三枚点头:“一个州城,竟然一下子就失踪了十几个少女,充分构成极大案件,势必会封城大肆搜捕,到时候搜捕不到任何线索,便会扩散范围,往就近的郊外乡野搜寻。”
陆衎接着道:“所以她们将薛婉茹带到了郊外,就是为了让她在某个特定的地方被官府的人找到,到时候薛婉茹配合官府调查,是将人引导截然相反的方向调查,还是就让案件成为未结悬案,主动权完全掌握在老妪她们的手里。”
“没错。”
三枚点头道:“那老妪是个多疑谨慎、老奸巨猾之辈,千算万算敌不过天算。”
“薛婉茹与她的生母石芸娘性格迥然不同,竟是生了一身的傲骨和不屈的正气,于是变故就发生了,就在你们找到竹篮的那个小木屋里。”
“后来薛婉茹伤了老妪逃跑,而且还是带着她变法害人的重要法器,你叫老妪如何甘心?恐怕肠子都悔青了。”
挂完稻草人的裴元,左看看右瞅瞅,用力抽出怀中的折扇,“啪”地一下打在桌上。
他道:“你们在说什么?我怎么听得稀里糊涂的?石芸娘是谁?什么郊外变故?”
邢正不想听他打岔,敲了敲书桌,“你也识字,自己来看!”
“嘿!瞧把你神气的!”
裴元长袖一挥,一般摇着折扇一边气冲冲朝邢正大步而去,抄起桌上的宣纸便快速地看了起来。
“混账!”他一目十行,很快就读完了。
“我现在就让人把石芸娘给抓起来。”
三枚摇头:“石芸娘,离了这老妪,难成大器。”
接过八耳嘴里的油纸伞,将线绳的另一端绕着伞骨上的红点缠好,三枚接着才道:“油纸伞就是一个隐藏的关键。”

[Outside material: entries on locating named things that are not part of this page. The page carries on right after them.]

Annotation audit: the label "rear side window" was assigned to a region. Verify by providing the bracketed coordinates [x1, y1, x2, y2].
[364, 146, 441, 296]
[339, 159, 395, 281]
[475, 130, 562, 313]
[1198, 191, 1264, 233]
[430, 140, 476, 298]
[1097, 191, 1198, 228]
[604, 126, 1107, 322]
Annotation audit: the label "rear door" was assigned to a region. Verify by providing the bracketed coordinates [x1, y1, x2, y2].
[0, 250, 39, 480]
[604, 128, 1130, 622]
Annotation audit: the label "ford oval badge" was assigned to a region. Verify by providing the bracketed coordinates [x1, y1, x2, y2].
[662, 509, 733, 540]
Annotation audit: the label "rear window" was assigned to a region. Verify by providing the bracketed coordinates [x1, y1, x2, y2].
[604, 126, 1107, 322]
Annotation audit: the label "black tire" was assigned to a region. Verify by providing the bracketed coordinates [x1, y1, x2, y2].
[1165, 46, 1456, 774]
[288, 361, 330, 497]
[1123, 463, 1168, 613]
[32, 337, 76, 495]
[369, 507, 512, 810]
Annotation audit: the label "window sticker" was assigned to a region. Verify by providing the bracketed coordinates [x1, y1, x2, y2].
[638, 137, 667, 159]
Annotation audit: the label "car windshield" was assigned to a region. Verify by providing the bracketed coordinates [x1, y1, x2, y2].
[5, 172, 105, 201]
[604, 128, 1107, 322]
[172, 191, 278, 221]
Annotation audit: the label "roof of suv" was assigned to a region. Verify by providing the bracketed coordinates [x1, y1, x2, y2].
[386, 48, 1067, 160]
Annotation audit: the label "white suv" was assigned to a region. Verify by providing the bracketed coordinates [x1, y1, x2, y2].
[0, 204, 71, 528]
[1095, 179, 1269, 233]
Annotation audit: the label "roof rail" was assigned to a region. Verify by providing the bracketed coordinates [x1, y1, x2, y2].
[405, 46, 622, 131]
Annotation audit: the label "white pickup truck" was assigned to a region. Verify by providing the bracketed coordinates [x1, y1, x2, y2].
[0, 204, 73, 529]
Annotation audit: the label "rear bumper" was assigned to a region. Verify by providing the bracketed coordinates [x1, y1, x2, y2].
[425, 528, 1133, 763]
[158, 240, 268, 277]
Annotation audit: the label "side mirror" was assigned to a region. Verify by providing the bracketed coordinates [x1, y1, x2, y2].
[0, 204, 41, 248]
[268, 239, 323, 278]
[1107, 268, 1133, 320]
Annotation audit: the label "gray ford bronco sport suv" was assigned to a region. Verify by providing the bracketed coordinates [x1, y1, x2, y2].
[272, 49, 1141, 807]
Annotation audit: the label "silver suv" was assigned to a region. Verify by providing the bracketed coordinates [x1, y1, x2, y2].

“薛婉茹刚出生时,薛父和石芸娘便为她做了一把天青色的油纸伞,甚至还在伞骨做了独特的徽记。不管是左邻右舍还是亲朋好友都知她下雨天,惯爱撑着那把伞,所以并未提及这个信息,是很合逻辑,甚至是父母关爱子女的细心体现。”
邢正想了想,确实除了薛婉茹他们一家,其他人家都是含糊带了伞出门,并不记得伞面确切的颜色或者样式。
三枚:“但有了这么一个线索,到时候你们官府的人,若是找到了一把昏黄色的油纸伞,那便意味着薛婉茹死了,若是没有,石芸娘她们便得小心提防,难保哪天薛婉茹就杀了过来。”
陆衎:“但当初安然从雨林找到的油纸伞,却是天青色的,和老妪自我封印进去的油纸伞,怎么看怎么像是同一把伞。”
三枚却摇头:“不一样。”
“你们若是仔细对比看看的话,便能发现,伞骨徽记上的朱红点迹,颜色深浅并不一样。”
薛父制伞的习惯,除了习惯刻上徽记,还喜欢制作一把备用,而那把备用的,用的是家里保存的竹料,所以伞骨上没有被老妪偷摸点上自己的心头血。
“雨林里的油纸伞,是薛婉茹从家带出来的那把,但是发生冲突的时候,不知道丢在了哪里找不到了。而老妪的这把,是石芸娘家里备用的那把,就是为了以防万一放在云客来的。”
“当啷!”
放在桌上的破瓷碗,突然响起了一声铃声。
绑在昏黄色油纸伞上的线绳,慢慢地立了起来,接着顺时针转起了圈,沉在破碗水底的线绳,被一点一点地抽了出去,紧紧地缠在伞骨上。
桌上的碗随着线绳的拉扯,一点一点地移到桌沿,就在裴元忍不住要伸手护着的时候,雨伞绕圈的动作停住了。
外头劈啪作响的雨声好似渐渐消停了下来,呼啸的风声不再咆叫个不停。
“雨变小了,要停了吗?”
裴元抬眸看向自己小心挂在窗户口的稻草人,“咦,你们快看,那稻草人好像活了起来,正拿着扫帚扫着雨水呢!”
众人闻声看去,果然就见粗糙得十分抽象的稻草人,动作一卡一顿地左右扫着什么东西。
八耳仰天“咯!”了一声,将所有人的目光都吸引到自己的身上后,鸡头45°朝天仰,昂头挺胸逗猫遛狗似的,一踢一顿,一踢一顿,将封印着老妪的那把油纸伞,踢到了线绳的中点。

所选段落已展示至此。